Non-SEO revenue exceeded SEO revenue for the second consecutive quarter, reflecting successful diversification.
Strategic AI-led restructuring announced, reducing workforce by 25% and targeting EUR 13 million ($13 million) in annualized cost savings, with about half expected in H2 2026.
Leadership transition: Kevin McCrystle to become CEO, Charles Gillespie to remain as executive chairman.

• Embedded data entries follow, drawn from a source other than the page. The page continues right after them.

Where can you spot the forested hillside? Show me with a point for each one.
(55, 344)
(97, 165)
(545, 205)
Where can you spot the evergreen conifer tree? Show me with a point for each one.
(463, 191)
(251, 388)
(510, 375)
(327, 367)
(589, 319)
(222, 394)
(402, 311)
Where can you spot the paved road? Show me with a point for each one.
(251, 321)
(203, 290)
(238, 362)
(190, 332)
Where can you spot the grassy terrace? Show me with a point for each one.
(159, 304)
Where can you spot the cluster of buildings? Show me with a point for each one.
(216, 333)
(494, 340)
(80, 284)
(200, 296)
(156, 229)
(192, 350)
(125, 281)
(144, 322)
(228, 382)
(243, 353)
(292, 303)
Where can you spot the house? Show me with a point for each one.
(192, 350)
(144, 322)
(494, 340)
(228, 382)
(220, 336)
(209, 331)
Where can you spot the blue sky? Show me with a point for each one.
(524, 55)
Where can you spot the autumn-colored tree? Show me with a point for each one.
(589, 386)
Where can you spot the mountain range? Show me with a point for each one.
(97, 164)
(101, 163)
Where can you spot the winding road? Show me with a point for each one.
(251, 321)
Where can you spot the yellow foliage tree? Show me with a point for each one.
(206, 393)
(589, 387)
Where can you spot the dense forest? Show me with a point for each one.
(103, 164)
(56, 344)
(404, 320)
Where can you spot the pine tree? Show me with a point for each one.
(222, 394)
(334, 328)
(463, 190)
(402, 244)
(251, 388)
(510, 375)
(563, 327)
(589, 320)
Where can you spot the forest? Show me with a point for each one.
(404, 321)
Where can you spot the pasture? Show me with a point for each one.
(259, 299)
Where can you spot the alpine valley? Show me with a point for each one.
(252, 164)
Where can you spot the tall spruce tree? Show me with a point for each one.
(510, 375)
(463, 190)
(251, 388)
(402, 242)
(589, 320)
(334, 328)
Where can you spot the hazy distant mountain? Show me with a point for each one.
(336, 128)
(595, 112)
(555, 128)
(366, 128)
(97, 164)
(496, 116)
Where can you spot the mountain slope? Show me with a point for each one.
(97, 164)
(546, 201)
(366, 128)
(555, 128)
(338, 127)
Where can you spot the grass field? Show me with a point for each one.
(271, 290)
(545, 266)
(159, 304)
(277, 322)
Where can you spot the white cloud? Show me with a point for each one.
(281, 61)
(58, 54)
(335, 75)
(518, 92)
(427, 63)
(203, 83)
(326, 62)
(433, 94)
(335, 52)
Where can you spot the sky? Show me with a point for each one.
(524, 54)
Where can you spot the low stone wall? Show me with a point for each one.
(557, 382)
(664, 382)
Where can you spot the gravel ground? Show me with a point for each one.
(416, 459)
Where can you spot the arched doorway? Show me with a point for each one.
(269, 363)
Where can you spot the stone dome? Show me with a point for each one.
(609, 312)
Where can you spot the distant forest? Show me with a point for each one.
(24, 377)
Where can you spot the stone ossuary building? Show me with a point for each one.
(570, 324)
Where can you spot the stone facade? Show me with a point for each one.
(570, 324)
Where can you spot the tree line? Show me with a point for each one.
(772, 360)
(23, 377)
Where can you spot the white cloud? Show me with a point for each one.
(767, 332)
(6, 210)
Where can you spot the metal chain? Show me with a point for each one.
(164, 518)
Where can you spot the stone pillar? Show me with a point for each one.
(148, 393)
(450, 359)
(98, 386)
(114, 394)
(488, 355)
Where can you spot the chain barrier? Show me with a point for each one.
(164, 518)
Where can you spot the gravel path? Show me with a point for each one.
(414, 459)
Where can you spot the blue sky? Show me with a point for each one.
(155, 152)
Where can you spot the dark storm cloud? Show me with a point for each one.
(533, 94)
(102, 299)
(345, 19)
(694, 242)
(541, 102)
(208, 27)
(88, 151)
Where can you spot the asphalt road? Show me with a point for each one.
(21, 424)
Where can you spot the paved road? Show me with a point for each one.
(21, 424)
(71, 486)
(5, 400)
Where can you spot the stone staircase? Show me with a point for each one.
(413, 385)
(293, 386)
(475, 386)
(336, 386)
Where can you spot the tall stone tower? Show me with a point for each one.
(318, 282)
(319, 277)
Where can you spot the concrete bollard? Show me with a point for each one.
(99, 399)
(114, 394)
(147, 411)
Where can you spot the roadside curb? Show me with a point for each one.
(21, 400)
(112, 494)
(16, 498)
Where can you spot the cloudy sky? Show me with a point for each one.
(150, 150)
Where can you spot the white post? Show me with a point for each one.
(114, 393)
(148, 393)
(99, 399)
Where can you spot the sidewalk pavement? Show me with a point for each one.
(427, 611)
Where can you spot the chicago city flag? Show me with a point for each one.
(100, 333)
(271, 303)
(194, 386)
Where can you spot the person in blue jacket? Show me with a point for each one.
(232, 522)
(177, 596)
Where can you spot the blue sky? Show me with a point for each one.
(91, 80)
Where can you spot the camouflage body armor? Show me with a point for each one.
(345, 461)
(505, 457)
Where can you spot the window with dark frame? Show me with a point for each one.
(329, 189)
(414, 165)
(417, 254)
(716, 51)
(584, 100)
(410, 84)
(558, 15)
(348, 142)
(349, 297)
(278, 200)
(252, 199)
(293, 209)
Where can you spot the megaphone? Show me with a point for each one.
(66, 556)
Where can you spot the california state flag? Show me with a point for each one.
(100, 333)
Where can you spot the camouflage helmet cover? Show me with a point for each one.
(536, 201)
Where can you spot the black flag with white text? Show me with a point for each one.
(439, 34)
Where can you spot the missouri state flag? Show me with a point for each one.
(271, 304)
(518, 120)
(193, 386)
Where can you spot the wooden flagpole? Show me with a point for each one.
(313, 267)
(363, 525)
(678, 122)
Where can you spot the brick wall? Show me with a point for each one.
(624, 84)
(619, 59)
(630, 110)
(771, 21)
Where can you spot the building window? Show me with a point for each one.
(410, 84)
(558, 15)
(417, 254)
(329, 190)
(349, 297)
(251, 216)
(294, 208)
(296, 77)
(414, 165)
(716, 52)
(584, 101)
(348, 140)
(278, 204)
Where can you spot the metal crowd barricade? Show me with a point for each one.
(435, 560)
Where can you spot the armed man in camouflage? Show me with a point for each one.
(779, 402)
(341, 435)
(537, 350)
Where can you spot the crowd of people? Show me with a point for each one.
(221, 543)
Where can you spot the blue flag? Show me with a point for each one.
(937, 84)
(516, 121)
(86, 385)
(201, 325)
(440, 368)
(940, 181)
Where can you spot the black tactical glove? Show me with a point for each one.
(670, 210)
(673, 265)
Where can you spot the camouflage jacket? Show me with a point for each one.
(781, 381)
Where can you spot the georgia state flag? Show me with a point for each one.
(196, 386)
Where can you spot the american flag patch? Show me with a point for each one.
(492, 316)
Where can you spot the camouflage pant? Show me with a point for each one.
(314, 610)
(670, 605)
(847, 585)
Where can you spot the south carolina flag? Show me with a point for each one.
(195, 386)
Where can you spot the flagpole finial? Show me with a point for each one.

Adjusted 2026 guidance to revenue of EUR 165–170 million ($165–$170 million) and adjusted EBITDA of EUR 45–50 million ($45–$50 million), citing regulatory headwinds and poor search dynamics.
Financial highlights
Adjusted EBITDA margin was 22%, down from 39% in Q1 2025, due to higher costs from traffic diversification.
Adjusted net income was EUR 3.8 million ($3.8 million), down from EUR 16.5 million year-over-year; net loss attributable to shareholders was $1.2 million, down from net income of $11.2 million in Q1 2025.
Adjusted free cash flow was EUR 3.9 million ($3.9 million), compared to EUR 10.3 million in Q1 2025.
Gross profit margin was 85% (gross profit $34.4 million), down from 94% a year ago, reflecting increased cost of sales.
Total cash at quarter-end was EUR 8.4 million ($8.4 million), with total liquidity of EUR 40.9 million and EUR 121 million ($121.3 million) in outstanding credit facilities.
Outlook and guidance
Full-year 2026 revenue guidance set at EUR 165–170 million ($165–$170 million); adjusted EBITDA guidance at EUR 45–50 million ($45–$50 million).
Margin expansion and sequential growth in revenue and adjusted EBITDA expected in H2 2026.
About half of the EUR 13 million ($13 million) cost savings from restructuring to be realized in H2 2026, with full impact in 2027.
Free cash flow and conversion expected to improve in the second half, supporting deleveraging.
Guidance assumes continued regulatory headwinds in the UK and Finland, and ongoing investments in product and marketing diversification.